I'm going to give a different interpretation of why A, B, D, and E are wrong, and why C is correct (and why this is nonetheless an objectively bad answer choice).

A) Marife believes this, but we don't know what Nguyen thinks on the topic.
B) Nguyen believes this, but we don't know what Marife thinks on the topic.
D) Marife is only talking about the criteria of murder mysteries, not all mysteries. Imagine there's a burglary mystery -- surely that mystery is not required to provide "viewers with all the information necessary for solving the murder."
E) It's too hard to say what Marife would say about this. Maybe she believes the filmmaker tried to provide the information but there was a failure in execution (e.g. maybe somewhere after the filming process a key scene was accidentally deleted). Or maybe she believes the filmmaker didn't want to provide the information, and that was a failure in decision-making.

C) This is still a really tricky -- and in my opinion, bad -- option. We can pretty safely say Nguyen believes it's not a murder mystery, because the murder isn't a defining feature. However, the big problem is that we can easily interpret Marife's comments to go either way.
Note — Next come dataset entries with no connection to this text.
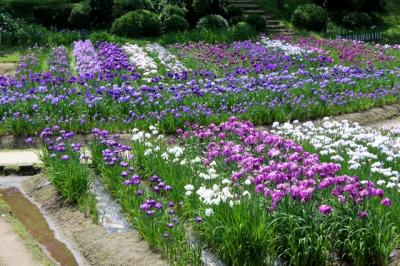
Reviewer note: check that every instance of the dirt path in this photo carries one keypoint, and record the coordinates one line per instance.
(91, 240)
(388, 124)
(12, 248)
(8, 69)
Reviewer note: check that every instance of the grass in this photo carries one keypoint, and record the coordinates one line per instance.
(21, 231)
(387, 21)
(10, 54)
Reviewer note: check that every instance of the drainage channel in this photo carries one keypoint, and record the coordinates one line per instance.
(110, 216)
(33, 220)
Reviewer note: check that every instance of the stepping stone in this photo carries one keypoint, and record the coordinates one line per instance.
(19, 157)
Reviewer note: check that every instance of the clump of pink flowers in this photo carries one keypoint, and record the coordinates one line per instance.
(279, 168)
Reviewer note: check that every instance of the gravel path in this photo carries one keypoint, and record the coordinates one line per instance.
(12, 248)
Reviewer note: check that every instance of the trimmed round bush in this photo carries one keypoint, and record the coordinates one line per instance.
(80, 16)
(233, 11)
(242, 31)
(139, 23)
(205, 7)
(201, 7)
(122, 7)
(175, 23)
(257, 22)
(212, 22)
(357, 20)
(310, 16)
(170, 10)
Interpretation 1) she's judging the movie in the context of murder mysteries -- and this would imply she believes it's a murder mystery. Interpretation 2) she claims the movie fails a requirement of murder mysteries -- not a requirement of *good* murder mysteries, but a requirement of *all* murder mysteries -- and this would imply she believes it's not a murder mystery. Obviously, the LSAT test writers wanted us to go with Interpretation 1, which is what makes C correct. Nonetheless, I think Interpretation 2 is equally valid and thus this is a bad answer choice. But it's less bad than A, B, D, and E -- so I guess if you were a truly 100% mastery test-taker, you could still feel okay going with C.